In a letter sent to Secretary of State Mike Pompeo, a bipartisan group of five United States senators is criticizing the State Department for failing to address basic cybersecurity standards.

The letter sent Tuesday points out the department’s failure to safeguard itself from cyber threats, claiming that the State Department is lagging far behind that of other federal agencies in the race to defend itself from cyber attacks.

The letter specifically calls on the State Department to roll out multifactor authentication across its networks since the “password only approach is no longer sufficient to protect sensitive information from sophisticated phishing attempts and other forms of credential theft.”
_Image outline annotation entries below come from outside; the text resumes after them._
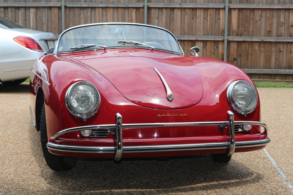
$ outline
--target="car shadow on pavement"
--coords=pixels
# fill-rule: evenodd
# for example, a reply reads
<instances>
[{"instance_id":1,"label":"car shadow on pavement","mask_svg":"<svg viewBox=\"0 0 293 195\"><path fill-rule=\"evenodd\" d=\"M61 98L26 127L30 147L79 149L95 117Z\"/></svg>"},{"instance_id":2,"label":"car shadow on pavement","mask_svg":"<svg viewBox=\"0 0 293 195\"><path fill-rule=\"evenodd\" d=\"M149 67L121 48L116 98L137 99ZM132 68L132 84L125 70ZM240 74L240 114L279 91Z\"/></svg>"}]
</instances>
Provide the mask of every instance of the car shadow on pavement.
<instances>
[{"instance_id":1,"label":"car shadow on pavement","mask_svg":"<svg viewBox=\"0 0 293 195\"><path fill-rule=\"evenodd\" d=\"M10 85L0 83L0 93L27 93L30 92L30 83L23 83L19 85Z\"/></svg>"},{"instance_id":2,"label":"car shadow on pavement","mask_svg":"<svg viewBox=\"0 0 293 195\"><path fill-rule=\"evenodd\" d=\"M263 175L232 159L227 164L213 162L209 156L156 160L113 160L80 159L71 170L56 172L46 163L39 132L30 130L32 154L39 175L50 186L48 193L149 194L195 192L249 185ZM197 158L196 158L197 157ZM44 189L42 193L46 194Z\"/></svg>"}]
</instances>

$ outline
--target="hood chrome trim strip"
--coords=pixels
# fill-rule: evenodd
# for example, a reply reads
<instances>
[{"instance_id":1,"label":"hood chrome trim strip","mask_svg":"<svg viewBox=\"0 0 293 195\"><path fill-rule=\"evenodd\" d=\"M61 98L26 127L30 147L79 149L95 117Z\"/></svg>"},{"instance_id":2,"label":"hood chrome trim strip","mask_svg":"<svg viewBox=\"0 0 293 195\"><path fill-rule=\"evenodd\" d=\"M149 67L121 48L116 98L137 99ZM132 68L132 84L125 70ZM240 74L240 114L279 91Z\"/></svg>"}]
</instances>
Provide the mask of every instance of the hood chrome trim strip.
<instances>
[{"instance_id":1,"label":"hood chrome trim strip","mask_svg":"<svg viewBox=\"0 0 293 195\"><path fill-rule=\"evenodd\" d=\"M171 91L171 90L170 89L170 88L169 88L169 86L168 86L168 84L167 83L167 82L166 82L166 81L164 78L164 77L163 76L162 76L161 73L160 73L159 71L157 70L157 69L153 67L153 68L155 70L156 72L158 73L159 75L159 76L160 78L161 78L161 80L163 82L163 83L164 83L164 85L165 86L165 88L166 89L166 91L167 92L167 94L166 94L166 98L170 102L172 102L173 100L173 98L174 97L173 96L173 93L172 93L172 92Z\"/></svg>"}]
</instances>

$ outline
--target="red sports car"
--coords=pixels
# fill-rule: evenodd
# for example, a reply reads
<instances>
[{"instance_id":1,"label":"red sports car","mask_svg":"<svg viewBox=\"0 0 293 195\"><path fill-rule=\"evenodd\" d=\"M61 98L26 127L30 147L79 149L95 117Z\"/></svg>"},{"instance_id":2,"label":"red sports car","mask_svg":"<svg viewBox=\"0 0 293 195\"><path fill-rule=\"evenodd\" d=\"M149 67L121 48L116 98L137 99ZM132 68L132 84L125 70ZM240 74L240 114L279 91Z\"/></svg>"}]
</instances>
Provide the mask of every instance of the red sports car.
<instances>
[{"instance_id":1,"label":"red sports car","mask_svg":"<svg viewBox=\"0 0 293 195\"><path fill-rule=\"evenodd\" d=\"M225 62L185 55L174 36L139 24L76 26L31 68L30 114L48 165L78 158L234 152L270 141L251 80Z\"/></svg>"}]
</instances>

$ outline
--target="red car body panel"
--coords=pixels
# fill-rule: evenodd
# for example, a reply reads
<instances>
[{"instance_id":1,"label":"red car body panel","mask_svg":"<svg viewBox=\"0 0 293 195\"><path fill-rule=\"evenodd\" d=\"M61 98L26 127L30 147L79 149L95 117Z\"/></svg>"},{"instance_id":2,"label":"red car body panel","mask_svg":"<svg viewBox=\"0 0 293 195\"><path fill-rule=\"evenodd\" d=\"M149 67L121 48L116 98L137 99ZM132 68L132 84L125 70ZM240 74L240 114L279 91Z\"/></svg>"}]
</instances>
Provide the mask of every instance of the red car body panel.
<instances>
[{"instance_id":1,"label":"red car body panel","mask_svg":"<svg viewBox=\"0 0 293 195\"><path fill-rule=\"evenodd\" d=\"M164 85L154 67L159 70L169 84L174 95L172 102L166 99ZM256 108L246 116L234 111L231 107L226 95L229 85L239 80L254 84L240 69L219 60L130 47L48 55L36 62L33 69L50 85L32 73L31 105L33 117L37 120L37 95L42 90L48 140L54 143L115 147L116 139L111 133L105 138L85 138L78 131L64 134L54 140L52 137L69 128L115 124L115 114L118 112L123 116L123 124L224 121L229 120L229 111L233 112L235 121L260 121L259 99ZM91 83L100 94L101 104L98 112L86 122L71 114L65 103L68 88L80 81ZM154 98L157 101L154 102ZM259 127L253 126L248 132L236 132L235 140L249 141L268 138L266 132L260 130ZM217 126L126 129L123 129L123 134L125 146L230 141L229 129L220 131ZM239 148L235 152L259 150L265 146ZM122 157L223 153L227 150L123 153ZM114 156L113 154L49 151L57 155L76 157L113 158Z\"/></svg>"}]
</instances>

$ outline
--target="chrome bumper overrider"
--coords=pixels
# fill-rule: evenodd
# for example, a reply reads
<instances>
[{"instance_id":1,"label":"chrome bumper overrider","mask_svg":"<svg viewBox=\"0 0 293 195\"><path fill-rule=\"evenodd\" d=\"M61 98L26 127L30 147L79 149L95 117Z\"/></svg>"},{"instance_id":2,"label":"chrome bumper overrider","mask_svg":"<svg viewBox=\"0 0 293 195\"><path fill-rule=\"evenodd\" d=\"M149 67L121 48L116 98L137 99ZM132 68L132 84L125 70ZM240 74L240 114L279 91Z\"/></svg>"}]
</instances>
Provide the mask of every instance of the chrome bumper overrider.
<instances>
[{"instance_id":1,"label":"chrome bumper overrider","mask_svg":"<svg viewBox=\"0 0 293 195\"><path fill-rule=\"evenodd\" d=\"M115 153L115 160L119 160L121 159L122 153L151 152L168 152L200 150L227 149L226 154L231 156L234 152L236 148L252 147L263 146L270 142L270 140L266 139L253 141L235 141L234 125L250 124L261 126L263 127L265 133L268 134L268 127L264 123L253 121L234 121L234 114L231 111L227 112L227 121L187 123L147 123L137 124L122 124L122 117L119 113L116 114L116 124L111 125L92 125L75 127L65 129L55 134L52 138L54 140L63 134L86 129L116 129L117 137L117 145L114 146L67 146L48 142L47 147L53 150L77 153ZM125 128L138 128L147 127L159 127L174 126L207 126L224 125L229 126L230 131L230 142L205 143L189 144L159 145L157 146L123 146L122 129Z\"/></svg>"}]
</instances>

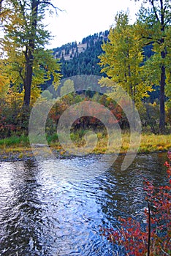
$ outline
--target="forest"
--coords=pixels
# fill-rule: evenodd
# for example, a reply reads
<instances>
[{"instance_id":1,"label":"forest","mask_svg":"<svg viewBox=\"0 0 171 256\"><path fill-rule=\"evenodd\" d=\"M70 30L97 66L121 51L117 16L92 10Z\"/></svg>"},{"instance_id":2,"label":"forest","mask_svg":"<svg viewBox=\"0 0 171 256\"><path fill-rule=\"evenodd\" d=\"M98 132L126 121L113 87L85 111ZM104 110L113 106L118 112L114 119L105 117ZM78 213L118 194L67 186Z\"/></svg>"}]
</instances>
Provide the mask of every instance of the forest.
<instances>
[{"instance_id":1,"label":"forest","mask_svg":"<svg viewBox=\"0 0 171 256\"><path fill-rule=\"evenodd\" d=\"M168 1L149 3L148 9L142 6L134 24L130 25L128 13L121 12L110 31L45 50L51 35L42 20L47 12L59 12L58 7L50 1L1 0L1 138L26 135L29 113L41 94L46 98L46 89L53 85L53 92L48 92L53 98L55 91L60 93L60 80L82 75L101 76L101 86L110 92L110 80L121 86L138 109L145 130L170 132L170 5ZM85 93L76 98L81 101ZM58 117L64 105L66 108L63 99L57 103ZM74 99L67 102L73 104ZM51 120L53 126L56 118ZM124 122L122 110L119 124L128 127Z\"/></svg>"}]
</instances>

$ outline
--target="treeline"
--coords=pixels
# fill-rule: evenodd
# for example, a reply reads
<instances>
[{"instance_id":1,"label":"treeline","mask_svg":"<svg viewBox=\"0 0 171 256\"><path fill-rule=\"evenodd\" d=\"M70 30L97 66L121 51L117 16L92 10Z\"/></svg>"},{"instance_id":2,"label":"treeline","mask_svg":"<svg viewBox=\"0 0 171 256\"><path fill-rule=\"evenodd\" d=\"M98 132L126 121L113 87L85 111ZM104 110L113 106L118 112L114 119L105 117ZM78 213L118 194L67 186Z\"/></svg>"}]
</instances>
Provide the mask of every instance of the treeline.
<instances>
[{"instance_id":1,"label":"treeline","mask_svg":"<svg viewBox=\"0 0 171 256\"><path fill-rule=\"evenodd\" d=\"M99 56L102 53L102 45L107 42L109 31L96 33L83 39L79 44L68 43L53 49L56 58L60 58L63 78L77 75L102 75ZM84 45L82 48L81 45Z\"/></svg>"}]
</instances>

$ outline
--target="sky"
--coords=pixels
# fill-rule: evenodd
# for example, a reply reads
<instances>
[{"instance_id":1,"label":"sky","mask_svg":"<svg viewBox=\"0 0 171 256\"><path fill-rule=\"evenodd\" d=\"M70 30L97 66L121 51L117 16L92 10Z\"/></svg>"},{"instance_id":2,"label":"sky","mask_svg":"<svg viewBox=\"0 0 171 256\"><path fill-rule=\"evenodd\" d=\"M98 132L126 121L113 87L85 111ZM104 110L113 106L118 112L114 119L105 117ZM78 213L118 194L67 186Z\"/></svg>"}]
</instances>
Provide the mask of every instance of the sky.
<instances>
[{"instance_id":1,"label":"sky","mask_svg":"<svg viewBox=\"0 0 171 256\"><path fill-rule=\"evenodd\" d=\"M83 37L110 29L117 12L129 11L130 22L135 21L135 13L140 3L134 0L53 0L62 11L58 15L47 15L45 23L55 36L48 48L67 42L82 41Z\"/></svg>"}]
</instances>

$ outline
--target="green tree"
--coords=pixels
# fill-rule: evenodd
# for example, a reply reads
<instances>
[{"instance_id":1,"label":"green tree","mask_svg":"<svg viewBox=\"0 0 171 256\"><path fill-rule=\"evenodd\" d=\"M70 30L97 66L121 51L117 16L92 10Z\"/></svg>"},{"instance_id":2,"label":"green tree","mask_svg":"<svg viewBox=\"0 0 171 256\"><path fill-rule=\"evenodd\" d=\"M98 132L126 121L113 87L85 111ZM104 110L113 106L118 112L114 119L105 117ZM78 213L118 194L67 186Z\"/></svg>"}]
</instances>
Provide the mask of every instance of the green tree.
<instances>
[{"instance_id":1,"label":"green tree","mask_svg":"<svg viewBox=\"0 0 171 256\"><path fill-rule=\"evenodd\" d=\"M67 79L61 88L61 95L64 96L72 91L75 91L74 82L71 79Z\"/></svg>"},{"instance_id":2,"label":"green tree","mask_svg":"<svg viewBox=\"0 0 171 256\"><path fill-rule=\"evenodd\" d=\"M171 4L170 0L143 0L137 20L139 39L152 45L154 54L146 61L146 73L160 86L159 129L165 130L165 88L170 91Z\"/></svg>"},{"instance_id":3,"label":"green tree","mask_svg":"<svg viewBox=\"0 0 171 256\"><path fill-rule=\"evenodd\" d=\"M56 9L51 1L4 0L1 11L8 10L4 23L4 38L2 47L7 59L7 72L17 89L23 87L24 105L30 105L31 89L36 88L53 76L58 85L60 69L58 60L45 50L50 39L43 25L47 10Z\"/></svg>"},{"instance_id":4,"label":"green tree","mask_svg":"<svg viewBox=\"0 0 171 256\"><path fill-rule=\"evenodd\" d=\"M143 54L135 28L135 25L129 24L127 13L115 16L115 26L110 29L109 40L102 45L104 53L99 56L99 65L102 72L123 87L138 105L141 99L148 96L151 87L144 83ZM109 86L113 84L107 83Z\"/></svg>"}]
</instances>

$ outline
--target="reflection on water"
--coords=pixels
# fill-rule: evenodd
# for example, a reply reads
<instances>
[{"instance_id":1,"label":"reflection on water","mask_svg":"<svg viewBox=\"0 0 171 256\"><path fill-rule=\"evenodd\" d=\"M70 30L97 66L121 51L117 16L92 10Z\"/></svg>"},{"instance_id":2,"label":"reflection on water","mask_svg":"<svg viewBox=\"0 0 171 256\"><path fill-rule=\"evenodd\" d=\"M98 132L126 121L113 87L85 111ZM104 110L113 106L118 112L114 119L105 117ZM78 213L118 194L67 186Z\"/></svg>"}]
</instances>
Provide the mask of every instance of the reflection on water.
<instances>
[{"instance_id":1,"label":"reflection on water","mask_svg":"<svg viewBox=\"0 0 171 256\"><path fill-rule=\"evenodd\" d=\"M140 216L143 178L164 182L166 154L138 155L124 171L121 156L87 181L62 176L64 165L69 175L69 166L79 175L96 157L47 160L41 167L34 161L0 163L1 255L115 255L99 227L114 226L118 216Z\"/></svg>"}]
</instances>

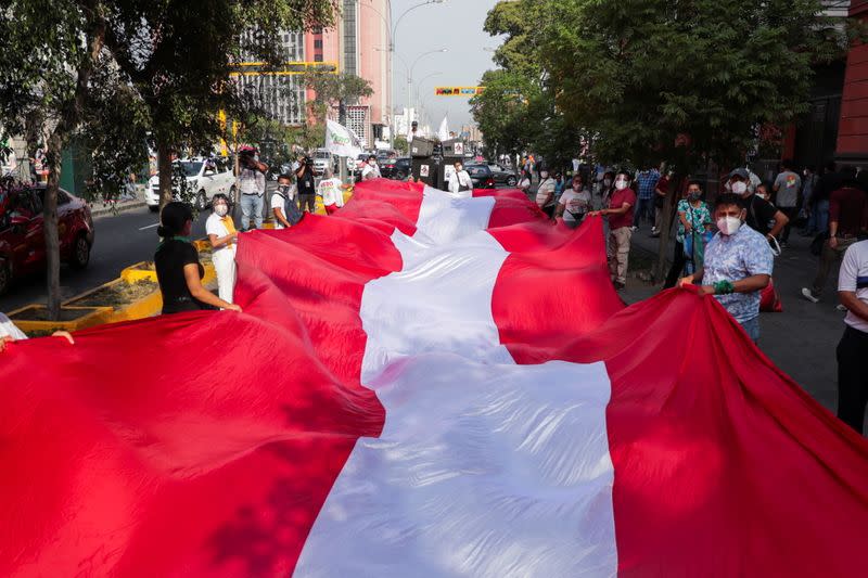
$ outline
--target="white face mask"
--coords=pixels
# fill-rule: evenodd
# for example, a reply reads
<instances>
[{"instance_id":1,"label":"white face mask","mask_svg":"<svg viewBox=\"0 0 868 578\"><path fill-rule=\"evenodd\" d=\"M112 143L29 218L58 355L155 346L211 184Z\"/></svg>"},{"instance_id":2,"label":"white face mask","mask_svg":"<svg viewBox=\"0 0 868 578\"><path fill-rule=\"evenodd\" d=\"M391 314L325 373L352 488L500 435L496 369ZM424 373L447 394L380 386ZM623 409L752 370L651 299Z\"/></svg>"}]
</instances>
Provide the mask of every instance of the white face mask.
<instances>
[{"instance_id":1,"label":"white face mask","mask_svg":"<svg viewBox=\"0 0 868 578\"><path fill-rule=\"evenodd\" d=\"M741 228L738 217L720 217L717 219L717 230L724 235L733 235Z\"/></svg>"}]
</instances>

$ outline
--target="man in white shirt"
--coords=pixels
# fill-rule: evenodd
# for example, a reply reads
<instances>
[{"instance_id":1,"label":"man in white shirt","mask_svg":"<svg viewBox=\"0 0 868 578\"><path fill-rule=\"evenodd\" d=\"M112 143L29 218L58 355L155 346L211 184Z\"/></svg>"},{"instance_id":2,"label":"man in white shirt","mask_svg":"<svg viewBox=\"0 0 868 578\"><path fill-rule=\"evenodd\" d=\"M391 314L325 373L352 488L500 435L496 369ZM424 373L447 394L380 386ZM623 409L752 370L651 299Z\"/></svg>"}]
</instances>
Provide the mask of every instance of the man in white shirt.
<instances>
[{"instance_id":1,"label":"man in white shirt","mask_svg":"<svg viewBox=\"0 0 868 578\"><path fill-rule=\"evenodd\" d=\"M456 162L455 171L449 175L449 192L454 195L473 196L473 181L460 160Z\"/></svg>"},{"instance_id":2,"label":"man in white shirt","mask_svg":"<svg viewBox=\"0 0 868 578\"><path fill-rule=\"evenodd\" d=\"M205 221L205 234L208 235L214 251L212 262L214 262L214 271L217 273L217 288L222 300L233 303L238 232L235 232L232 216L229 215L229 198L225 194L214 195L212 208L214 213Z\"/></svg>"},{"instance_id":3,"label":"man in white shirt","mask_svg":"<svg viewBox=\"0 0 868 578\"><path fill-rule=\"evenodd\" d=\"M380 167L376 166L376 156L371 155L368 157L368 162L365 163L365 168L361 169L361 180L369 181L379 178Z\"/></svg>"},{"instance_id":4,"label":"man in white shirt","mask_svg":"<svg viewBox=\"0 0 868 578\"><path fill-rule=\"evenodd\" d=\"M341 179L333 177L331 169L327 168L322 174L322 180L317 188L317 196L322 198L322 205L326 207L327 215L332 215L344 206L344 191L342 184Z\"/></svg>"},{"instance_id":5,"label":"man in white shirt","mask_svg":"<svg viewBox=\"0 0 868 578\"><path fill-rule=\"evenodd\" d=\"M270 203L271 214L275 216L275 229L289 229L298 222L301 211L295 203L296 194L292 177L289 175L278 177L278 188L271 194Z\"/></svg>"},{"instance_id":6,"label":"man in white shirt","mask_svg":"<svg viewBox=\"0 0 868 578\"><path fill-rule=\"evenodd\" d=\"M251 228L253 218L256 229L263 228L263 204L265 202L265 174L268 166L259 163L255 151L242 151L239 159L238 188L241 191L241 229Z\"/></svg>"},{"instance_id":7,"label":"man in white shirt","mask_svg":"<svg viewBox=\"0 0 868 578\"><path fill-rule=\"evenodd\" d=\"M557 189L557 187L558 183L549 176L548 170L542 169L539 171L539 184L536 189L536 204L550 219L554 216L554 189Z\"/></svg>"},{"instance_id":8,"label":"man in white shirt","mask_svg":"<svg viewBox=\"0 0 868 578\"><path fill-rule=\"evenodd\" d=\"M868 404L868 241L844 254L838 295L847 308L838 344L838 418L861 435Z\"/></svg>"}]
</instances>

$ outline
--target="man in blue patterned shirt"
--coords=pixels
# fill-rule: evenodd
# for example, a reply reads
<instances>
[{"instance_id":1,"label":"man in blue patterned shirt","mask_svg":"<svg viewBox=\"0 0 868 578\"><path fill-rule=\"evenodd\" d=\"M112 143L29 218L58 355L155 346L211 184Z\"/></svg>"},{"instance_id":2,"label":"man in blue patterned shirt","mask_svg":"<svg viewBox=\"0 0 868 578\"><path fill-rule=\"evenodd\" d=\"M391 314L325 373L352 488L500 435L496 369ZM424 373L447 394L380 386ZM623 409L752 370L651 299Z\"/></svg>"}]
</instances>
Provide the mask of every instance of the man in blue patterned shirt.
<instances>
[{"instance_id":1,"label":"man in blue patterned shirt","mask_svg":"<svg viewBox=\"0 0 868 578\"><path fill-rule=\"evenodd\" d=\"M654 189L658 188L660 171L655 168L640 170L636 175L636 211L633 214L633 230L639 229L642 217L654 226ZM653 232L653 231L652 231Z\"/></svg>"},{"instance_id":2,"label":"man in blue patterned shirt","mask_svg":"<svg viewBox=\"0 0 868 578\"><path fill-rule=\"evenodd\" d=\"M701 295L714 295L748 335L760 341L760 293L771 279L774 256L766 239L744 223L746 211L736 194L714 206L717 234L705 247L705 266L679 285L702 283Z\"/></svg>"}]
</instances>

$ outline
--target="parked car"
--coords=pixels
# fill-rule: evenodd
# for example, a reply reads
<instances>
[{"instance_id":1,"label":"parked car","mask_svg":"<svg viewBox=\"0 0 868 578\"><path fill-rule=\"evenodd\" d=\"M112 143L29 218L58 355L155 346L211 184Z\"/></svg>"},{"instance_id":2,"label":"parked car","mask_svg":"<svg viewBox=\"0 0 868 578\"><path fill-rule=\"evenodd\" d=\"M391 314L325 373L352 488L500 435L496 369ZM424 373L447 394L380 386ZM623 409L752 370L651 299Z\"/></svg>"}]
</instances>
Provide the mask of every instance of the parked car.
<instances>
[{"instance_id":1,"label":"parked car","mask_svg":"<svg viewBox=\"0 0 868 578\"><path fill-rule=\"evenodd\" d=\"M511 168L503 165L489 164L488 168L495 177L495 184L506 184L507 187L515 187L519 183L519 177Z\"/></svg>"},{"instance_id":2,"label":"parked car","mask_svg":"<svg viewBox=\"0 0 868 578\"><path fill-rule=\"evenodd\" d=\"M464 165L474 189L494 189L495 176L488 165Z\"/></svg>"},{"instance_id":3,"label":"parked car","mask_svg":"<svg viewBox=\"0 0 868 578\"><path fill-rule=\"evenodd\" d=\"M235 194L235 176L229 157L182 159L176 160L176 166L183 170L190 190L195 191L193 204L200 210L207 208L210 200L217 193L229 195L230 198ZM175 196L179 198L179 191L175 191ZM148 182L144 202L148 204L148 208L154 213L159 210L159 177L157 175L151 177Z\"/></svg>"},{"instance_id":4,"label":"parked car","mask_svg":"<svg viewBox=\"0 0 868 578\"><path fill-rule=\"evenodd\" d=\"M358 181L361 178L361 167L365 163L368 162L368 157L370 153L361 153L356 159L354 160L355 165L353 166L353 177ZM349 162L349 158L347 158Z\"/></svg>"},{"instance_id":5,"label":"parked car","mask_svg":"<svg viewBox=\"0 0 868 578\"><path fill-rule=\"evenodd\" d=\"M329 151L324 149L317 149L314 151L314 175L316 177L322 177L326 169L333 169L333 166L334 160L332 160L332 154Z\"/></svg>"},{"instance_id":6,"label":"parked car","mask_svg":"<svg viewBox=\"0 0 868 578\"><path fill-rule=\"evenodd\" d=\"M392 169L392 176L390 179L395 179L397 181L403 181L407 177L409 177L413 171L412 166L412 158L409 156L401 156L400 158L395 159L395 167Z\"/></svg>"},{"instance_id":7,"label":"parked car","mask_svg":"<svg viewBox=\"0 0 868 578\"><path fill-rule=\"evenodd\" d=\"M37 185L14 191L0 203L0 295L14 279L46 268L44 197L46 187ZM61 260L86 268L93 247L90 207L63 189L58 191L58 235Z\"/></svg>"},{"instance_id":8,"label":"parked car","mask_svg":"<svg viewBox=\"0 0 868 578\"><path fill-rule=\"evenodd\" d=\"M386 156L382 159L380 157L376 158L376 164L380 166L380 175L384 179L392 179L394 178L395 172L395 164L398 162L397 158L394 156Z\"/></svg>"}]
</instances>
Multifactor authentication is essential to effective diplomacy, at least according to Sen. Ron Wyden who claims, “Effective diplomacy depends on being able to keep certain things secret from other governments, especially during sensitive negotiations. If State can’t secure their emails from hackers, it will undermine their ability to function as the foreign policy arm of the U.S. government.”

But the letter claims that the State Department has deployed multifactor authentication on only 11 percent of required agency devices, violating the requirement under the Federal Cybersecurity Enhancement Act of 2015 to use multi-factor authentication for all accounts with elevated privileges.

The letter also points out that the Whitehouse recently deemed the State Department’s cyber readiness level at “high risk” and that a report released last year from the department’s watchdog found that a third of diplomatic missions did not conduct “even the most basic” cyber threat management practices, such as regular reviews and audits of information systems to check of any unusual activity.

Last May President Trump signed an executive order to hold agency heads accountable for cybersecurity and require them to implement the NIST Framework for Improving Critical Infrastructure. However, the State Department’s inability to adopt relatively simple cybersecurity protections highlights the Trump administration’s failure to strengthen cybersecurity defenses across all federal agencies at the most basic level.

While certainly not a silver bullet, Multifactor authentication (MFA) can make it significantly harder for foreign governments or cybercriminals targeting diplomats or other U.S. interests to access accounts. MFA is a basic cybersecurity defense highlighted in the CIS Basic Controls, in specific CIS Control 4 – Controlled Use of Administrative Privileges. Specifically, CIS Sub control 4.5, demands the use of multi-factor authentication and encrypted channels for all administrative account access. Neglecting to implement such a crucial safeguard could result in phishing campaigns to target political campaigns and allow hackers to exploit vulnerabilities in email accounts, applications, and operating systems.